Thus far, calendar year 2018 has not been kind to the fixed income arena. Essentially, all of the major asset classes have registered negative returns to some degree, as of this writing. However, there is one exception to the rule: emerging market local debt (EMD).

Needless to say, the general rise in interest rates throughout the developed world has created a rather unfavorable landscape for the fixed income investor. Here in the U.S., the Treasury 10-Year yield has risen, at one point, in excess of 50 basis points (bps) year-to-date, the largest increase in the most closely watched government bond markets. In Europe, U.K. sovereign 10-year yields jumped up 46 bps at their high point, with the like-maturity German bund recording a 34-bps gain at its peak. In Canada, the 10-year government yield was up 33 bps.

2018 YTD Fixed Income Total Returns 

2018 YTD Fixed Income Total Returns

Now, back to the EMD universe. As measured by the J.P. Morgan GBI-EM Global Diversified Composite Yield to Maturity Index, emerging market yields are actually down nearly 10 bps through the latter part of February. This divergence in rate patterns has helped to play an integral role behind the different performance stories.
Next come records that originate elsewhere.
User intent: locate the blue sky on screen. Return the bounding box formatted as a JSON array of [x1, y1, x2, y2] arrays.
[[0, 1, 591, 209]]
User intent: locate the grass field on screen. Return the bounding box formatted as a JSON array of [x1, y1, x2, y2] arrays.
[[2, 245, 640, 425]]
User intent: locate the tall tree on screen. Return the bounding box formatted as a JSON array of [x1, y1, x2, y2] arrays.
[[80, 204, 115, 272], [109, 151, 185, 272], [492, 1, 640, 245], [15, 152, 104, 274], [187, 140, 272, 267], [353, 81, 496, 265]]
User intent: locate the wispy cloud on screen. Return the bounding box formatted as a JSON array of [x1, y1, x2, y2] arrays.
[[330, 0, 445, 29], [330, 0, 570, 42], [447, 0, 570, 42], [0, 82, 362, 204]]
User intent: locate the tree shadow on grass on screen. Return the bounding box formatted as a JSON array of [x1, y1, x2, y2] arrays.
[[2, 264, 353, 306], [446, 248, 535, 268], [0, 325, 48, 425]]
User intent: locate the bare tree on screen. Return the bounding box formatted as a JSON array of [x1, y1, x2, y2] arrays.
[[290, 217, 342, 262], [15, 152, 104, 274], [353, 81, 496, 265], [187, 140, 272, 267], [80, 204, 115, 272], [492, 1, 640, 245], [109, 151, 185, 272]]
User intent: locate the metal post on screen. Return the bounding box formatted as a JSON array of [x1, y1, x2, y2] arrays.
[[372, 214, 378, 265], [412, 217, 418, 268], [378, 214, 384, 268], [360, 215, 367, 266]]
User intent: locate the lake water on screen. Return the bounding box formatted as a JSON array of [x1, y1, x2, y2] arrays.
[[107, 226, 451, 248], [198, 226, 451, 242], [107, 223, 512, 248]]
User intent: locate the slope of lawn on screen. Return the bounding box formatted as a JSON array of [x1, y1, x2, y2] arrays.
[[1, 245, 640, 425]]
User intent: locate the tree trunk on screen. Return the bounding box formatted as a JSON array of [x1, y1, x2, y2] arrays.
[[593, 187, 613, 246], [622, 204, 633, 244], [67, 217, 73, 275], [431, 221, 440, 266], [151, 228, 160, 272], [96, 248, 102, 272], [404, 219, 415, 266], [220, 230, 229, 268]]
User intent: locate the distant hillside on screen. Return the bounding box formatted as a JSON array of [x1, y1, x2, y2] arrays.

As the reader can clearly see in the accompanying chart, emerging market (EM) local debt is the only asset class that has thus far come in on the plus side of the ledger, year-to-date, posting a return of +4.2% (J.P. Morgan Government Bond Index – Emerging Markets Global Diversified Index). This is in stark contrast to the negative performances seen throughout the developed sovereign debt markets. For the record, the Bloomberg Barclays U.S. Aggregate Bond Index, better known as the Agg, has come in at -2.1%. 

For investors looking to diversify their fixed income portfolio by utilizing an EM local debt slice, WisdomTree offers a “structured active” approach. Indeed, building upon our fundamental weighted, otherwise known as smart beta, approach, we have created a strategy that offers the potential for higher income, diversification and total return within the EM local debt universe. Rather than relying on a market cap-based approach, our process leans toward the “balance sheets” of EM countries, an important aspect, especially when one considers the concerns that surrounded EM financial stability a few years back. By focusing on factors such as short-term external debt over international reserves, current account over gross domestic product (GDP) and gross government debt over GDP, we are able to boost allocations to countries that are pursuing monetary and fiscal discipline, while reducing weightings to those that are overextended. The “country” universe is then ranked into three tiers, and then equally weighted. The top tier contains the highest allocations, and of this writing, consists of Brazil, Russia and Indonesia.